Situasi ini semakin memperparah kecemasan publik, karena Italia kini harus kembali menempuh jalur playoff untuk meraih tiket keputaran final. Sesuatu yang pernah 2 kali gagal mereka tuntaskan dalam 8 tahun terakhir. Meski peluang lolos sangat tipis, namun sejak menit awal, tim Asuhan Genaro Gattuso tampil penuh energi dan ambisi meraih kemenangan.
Di sisi lain, Norwegia yang unggul produktivitas 9 gol belum menunjukkan keganasannya di awal laga. Matteo Politano menjadi pemain pertama yang menguji pertahanan Norwegia lewat umpan silang tajam dari sisi kanan. David Fratesi tak ketinggalan menciptakan peluang melalui sepakan dari sudut sempit pada situasi bola mati, memaksa keeper Orian Nailan sigap mengamankan bola.
Serangan-serangan awal itu memperlihatkan niat Italia untuk mengamankan kemenangan sejak awal, agar menghindari tekanan berlarut yang bisa berbalik menjadi boomerang. Peluang bersih pertama datang pada menit ketujuh, ketika Giovanni Di Lorenzo mengirimkan bola ke kotak penalti, dan berhasil disundul oleh Francesco Esposito. Bola jatuh tepat di jalur Federico Di Marco yang langsung mengeksekusi tembakan first time, namun upaya itu hanya melebar tipis di sisi tiang jauh.

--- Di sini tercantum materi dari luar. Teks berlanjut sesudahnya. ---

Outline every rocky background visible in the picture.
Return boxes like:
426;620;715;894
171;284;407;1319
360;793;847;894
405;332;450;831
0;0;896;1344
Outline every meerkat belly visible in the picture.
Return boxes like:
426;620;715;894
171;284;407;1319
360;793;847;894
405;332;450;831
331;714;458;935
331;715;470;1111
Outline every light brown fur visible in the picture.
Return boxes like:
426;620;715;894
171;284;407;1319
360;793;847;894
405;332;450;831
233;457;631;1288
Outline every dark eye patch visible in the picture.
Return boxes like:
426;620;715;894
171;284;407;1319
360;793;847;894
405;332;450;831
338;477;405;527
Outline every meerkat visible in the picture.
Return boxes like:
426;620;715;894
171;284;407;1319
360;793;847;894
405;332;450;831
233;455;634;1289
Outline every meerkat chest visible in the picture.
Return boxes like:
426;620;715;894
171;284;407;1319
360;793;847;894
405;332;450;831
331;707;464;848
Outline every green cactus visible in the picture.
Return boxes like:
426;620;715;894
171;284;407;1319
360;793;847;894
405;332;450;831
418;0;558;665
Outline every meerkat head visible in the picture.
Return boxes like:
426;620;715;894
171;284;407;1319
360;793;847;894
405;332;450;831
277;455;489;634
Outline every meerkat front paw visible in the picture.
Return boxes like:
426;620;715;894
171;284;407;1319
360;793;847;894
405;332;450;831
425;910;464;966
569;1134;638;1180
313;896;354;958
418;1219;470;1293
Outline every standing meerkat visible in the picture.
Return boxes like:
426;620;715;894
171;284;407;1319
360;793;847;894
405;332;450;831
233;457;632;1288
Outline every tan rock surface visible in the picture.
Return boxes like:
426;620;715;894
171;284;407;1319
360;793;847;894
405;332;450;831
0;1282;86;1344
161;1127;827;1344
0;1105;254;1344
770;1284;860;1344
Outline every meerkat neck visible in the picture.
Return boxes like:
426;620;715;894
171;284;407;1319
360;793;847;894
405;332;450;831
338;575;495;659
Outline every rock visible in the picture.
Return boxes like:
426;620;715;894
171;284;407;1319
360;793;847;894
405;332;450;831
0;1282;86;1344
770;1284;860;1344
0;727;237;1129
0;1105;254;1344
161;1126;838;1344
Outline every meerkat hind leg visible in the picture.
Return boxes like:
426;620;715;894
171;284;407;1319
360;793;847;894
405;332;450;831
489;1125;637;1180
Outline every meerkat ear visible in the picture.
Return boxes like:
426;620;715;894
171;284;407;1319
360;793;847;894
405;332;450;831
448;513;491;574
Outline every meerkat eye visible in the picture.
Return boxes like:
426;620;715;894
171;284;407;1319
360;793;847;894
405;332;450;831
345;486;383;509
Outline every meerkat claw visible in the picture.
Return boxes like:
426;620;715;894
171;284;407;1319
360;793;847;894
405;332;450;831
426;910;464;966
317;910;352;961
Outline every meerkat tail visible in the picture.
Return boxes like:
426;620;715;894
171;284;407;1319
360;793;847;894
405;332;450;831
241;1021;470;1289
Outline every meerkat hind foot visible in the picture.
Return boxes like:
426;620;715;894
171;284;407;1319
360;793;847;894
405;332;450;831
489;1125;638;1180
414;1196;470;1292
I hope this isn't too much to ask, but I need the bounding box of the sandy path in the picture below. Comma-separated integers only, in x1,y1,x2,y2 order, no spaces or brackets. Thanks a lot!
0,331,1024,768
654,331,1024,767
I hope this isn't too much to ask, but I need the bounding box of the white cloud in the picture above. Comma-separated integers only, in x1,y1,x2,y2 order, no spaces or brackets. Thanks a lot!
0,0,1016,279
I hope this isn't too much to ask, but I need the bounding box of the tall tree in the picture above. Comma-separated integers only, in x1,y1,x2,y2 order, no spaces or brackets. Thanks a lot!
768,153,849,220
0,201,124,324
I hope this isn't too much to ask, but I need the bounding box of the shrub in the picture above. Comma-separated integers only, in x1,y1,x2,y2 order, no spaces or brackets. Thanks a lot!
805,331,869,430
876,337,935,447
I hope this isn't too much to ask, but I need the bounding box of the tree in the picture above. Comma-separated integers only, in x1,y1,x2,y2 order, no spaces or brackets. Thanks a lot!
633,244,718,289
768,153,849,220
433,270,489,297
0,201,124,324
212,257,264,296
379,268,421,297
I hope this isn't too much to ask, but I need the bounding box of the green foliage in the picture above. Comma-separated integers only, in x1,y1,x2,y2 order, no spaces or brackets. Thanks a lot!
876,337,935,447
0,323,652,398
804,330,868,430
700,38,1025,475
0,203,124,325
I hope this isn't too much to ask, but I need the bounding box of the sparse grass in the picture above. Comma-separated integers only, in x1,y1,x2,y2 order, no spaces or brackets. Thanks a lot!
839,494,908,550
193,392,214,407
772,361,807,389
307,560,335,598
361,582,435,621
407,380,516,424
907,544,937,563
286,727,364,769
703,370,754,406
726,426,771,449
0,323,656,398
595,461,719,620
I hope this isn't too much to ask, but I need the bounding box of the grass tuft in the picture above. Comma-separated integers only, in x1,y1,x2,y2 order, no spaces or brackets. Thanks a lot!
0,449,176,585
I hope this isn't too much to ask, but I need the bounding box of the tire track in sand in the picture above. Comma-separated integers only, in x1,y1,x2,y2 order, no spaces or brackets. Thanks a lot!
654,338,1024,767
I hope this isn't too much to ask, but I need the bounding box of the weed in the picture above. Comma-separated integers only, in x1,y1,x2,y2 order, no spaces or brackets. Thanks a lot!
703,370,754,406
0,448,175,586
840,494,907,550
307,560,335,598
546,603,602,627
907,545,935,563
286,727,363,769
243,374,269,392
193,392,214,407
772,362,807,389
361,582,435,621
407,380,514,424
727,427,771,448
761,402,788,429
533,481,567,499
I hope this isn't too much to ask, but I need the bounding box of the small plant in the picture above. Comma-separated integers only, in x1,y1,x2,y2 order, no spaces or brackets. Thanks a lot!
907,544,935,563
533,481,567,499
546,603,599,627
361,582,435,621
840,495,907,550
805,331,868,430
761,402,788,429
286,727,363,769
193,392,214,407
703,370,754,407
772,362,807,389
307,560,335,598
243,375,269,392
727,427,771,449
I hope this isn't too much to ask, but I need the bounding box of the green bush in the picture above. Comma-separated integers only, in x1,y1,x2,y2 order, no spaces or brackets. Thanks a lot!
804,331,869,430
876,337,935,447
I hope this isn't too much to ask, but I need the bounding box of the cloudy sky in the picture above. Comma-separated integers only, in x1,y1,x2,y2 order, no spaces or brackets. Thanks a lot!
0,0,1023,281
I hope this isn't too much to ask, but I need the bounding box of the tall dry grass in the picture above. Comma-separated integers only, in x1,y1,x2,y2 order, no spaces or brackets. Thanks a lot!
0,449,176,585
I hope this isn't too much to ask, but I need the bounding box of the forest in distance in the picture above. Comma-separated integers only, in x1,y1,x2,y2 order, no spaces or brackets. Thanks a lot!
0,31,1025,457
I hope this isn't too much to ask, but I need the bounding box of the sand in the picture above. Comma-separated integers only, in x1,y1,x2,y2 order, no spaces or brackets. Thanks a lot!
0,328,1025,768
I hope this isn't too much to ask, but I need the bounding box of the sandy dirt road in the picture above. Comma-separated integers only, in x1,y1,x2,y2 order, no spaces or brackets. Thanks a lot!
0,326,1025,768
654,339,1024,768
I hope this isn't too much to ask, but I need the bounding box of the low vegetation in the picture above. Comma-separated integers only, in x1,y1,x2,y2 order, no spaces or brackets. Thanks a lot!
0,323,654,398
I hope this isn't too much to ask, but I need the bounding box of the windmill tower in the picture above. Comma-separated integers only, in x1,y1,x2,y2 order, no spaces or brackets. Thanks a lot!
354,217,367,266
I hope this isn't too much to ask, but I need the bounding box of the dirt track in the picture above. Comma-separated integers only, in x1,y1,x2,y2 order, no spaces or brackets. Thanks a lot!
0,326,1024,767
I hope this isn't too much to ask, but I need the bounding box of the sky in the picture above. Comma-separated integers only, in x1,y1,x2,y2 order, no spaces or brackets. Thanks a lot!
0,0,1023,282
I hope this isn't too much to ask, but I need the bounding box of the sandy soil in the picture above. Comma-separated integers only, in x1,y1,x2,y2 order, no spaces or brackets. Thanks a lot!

Italia semakin mengarahkan serangan-serangannya ke sisi kiri pertahanan Norwegia, memanfaatkan celah yang berulang kali terlihat di area tersebut. Gelombang serangan itu pada akhirnya terbayar pada menit kesebelas. Di Marco, melakukan kombinasi cepat dengan Matteo Retegi sebelum melepaskan umpan tarik rendah.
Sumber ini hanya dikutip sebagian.